According to experts, the technology is more efficient than the photosynthesis in plants. The efficiency of using solar energy in the system is 10%. Scientists call the technology a “bionic leaf 2.0”.
Previously, the researchers were able to use solar energy to produce isopropanol. As a catalyst to separate hydrogen from water has been applied to the alloy of Nickel, molybdenum and zinc. However, in this case created also an active form of oxygen that destroys the DNA of bacteria (Ralstonia eutropha). To avoid this, the researchers were forced to raise the voltage, which reduced the effectiveness of the system. Needed to produce hydrogen energy received from the solar panels.
The new approach involves the use of a new catalyst from cobalt-phosphorus alloy, which allowed to lower the voltage and increase the efficiency. Now, in addition to isopropanol experts were able to obtain Isobutanol and izopentanol.
The researchers also used the system for the production of polyhydroxybutyrate precursor of bioplastics.
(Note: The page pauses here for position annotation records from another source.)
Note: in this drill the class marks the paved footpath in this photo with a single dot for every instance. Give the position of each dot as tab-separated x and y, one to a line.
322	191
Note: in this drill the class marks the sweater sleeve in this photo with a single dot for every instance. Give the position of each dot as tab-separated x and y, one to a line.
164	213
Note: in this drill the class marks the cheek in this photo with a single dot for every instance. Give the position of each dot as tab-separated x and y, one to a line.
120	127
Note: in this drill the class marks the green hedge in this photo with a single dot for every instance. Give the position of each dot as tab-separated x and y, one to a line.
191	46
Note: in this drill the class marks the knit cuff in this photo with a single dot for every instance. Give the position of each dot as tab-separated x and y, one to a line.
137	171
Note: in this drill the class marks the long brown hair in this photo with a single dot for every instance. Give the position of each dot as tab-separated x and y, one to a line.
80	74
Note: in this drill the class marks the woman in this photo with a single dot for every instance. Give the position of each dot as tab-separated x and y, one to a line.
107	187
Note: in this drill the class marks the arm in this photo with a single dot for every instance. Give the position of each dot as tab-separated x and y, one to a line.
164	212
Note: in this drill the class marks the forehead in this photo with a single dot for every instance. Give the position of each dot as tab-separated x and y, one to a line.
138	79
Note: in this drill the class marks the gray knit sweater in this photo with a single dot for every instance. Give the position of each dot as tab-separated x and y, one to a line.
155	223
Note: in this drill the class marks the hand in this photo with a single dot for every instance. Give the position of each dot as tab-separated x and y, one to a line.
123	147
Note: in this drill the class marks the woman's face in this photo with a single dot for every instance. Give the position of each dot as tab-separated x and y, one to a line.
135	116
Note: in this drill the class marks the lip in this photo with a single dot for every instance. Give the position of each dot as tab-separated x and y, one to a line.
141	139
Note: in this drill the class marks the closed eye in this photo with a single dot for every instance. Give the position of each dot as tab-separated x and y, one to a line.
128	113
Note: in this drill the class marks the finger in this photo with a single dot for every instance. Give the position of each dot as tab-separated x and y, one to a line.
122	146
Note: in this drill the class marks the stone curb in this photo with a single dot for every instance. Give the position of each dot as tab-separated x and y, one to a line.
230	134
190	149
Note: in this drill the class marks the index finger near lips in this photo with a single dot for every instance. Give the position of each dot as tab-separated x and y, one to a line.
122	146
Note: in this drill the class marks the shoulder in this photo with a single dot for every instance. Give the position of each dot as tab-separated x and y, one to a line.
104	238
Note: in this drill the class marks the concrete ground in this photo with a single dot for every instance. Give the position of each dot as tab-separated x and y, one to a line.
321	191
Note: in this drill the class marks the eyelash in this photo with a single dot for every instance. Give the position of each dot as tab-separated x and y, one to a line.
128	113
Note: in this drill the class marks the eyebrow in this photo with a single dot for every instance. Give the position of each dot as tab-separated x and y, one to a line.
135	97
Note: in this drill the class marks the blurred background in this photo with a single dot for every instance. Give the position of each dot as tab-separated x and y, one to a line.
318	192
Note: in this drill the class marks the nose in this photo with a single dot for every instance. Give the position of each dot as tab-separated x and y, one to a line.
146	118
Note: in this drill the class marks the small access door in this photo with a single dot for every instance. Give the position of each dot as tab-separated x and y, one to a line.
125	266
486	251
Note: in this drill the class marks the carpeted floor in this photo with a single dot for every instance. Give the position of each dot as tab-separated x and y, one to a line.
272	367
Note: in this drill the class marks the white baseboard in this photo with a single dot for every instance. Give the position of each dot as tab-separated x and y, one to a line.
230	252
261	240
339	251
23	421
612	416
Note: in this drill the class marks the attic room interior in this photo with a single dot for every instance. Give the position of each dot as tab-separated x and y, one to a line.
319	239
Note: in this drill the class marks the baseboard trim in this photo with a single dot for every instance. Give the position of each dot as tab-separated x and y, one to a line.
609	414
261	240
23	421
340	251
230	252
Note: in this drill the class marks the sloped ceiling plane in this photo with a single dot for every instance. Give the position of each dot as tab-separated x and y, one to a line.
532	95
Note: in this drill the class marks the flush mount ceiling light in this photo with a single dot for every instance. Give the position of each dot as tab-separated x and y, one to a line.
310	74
Bionic leaf consists of solar panels and cells with bacteria, which occupy the lower half of the sheet. Such an element is able to work without a break for 16 days. Currently, based on 1 kWh of electricity used bacteria recovered 130 g of CO2 from 230 thousand liters of air while producing 60 g of isopropanol.
According to scientists, a similar system can be used to produce the fuel, especially in developing countries.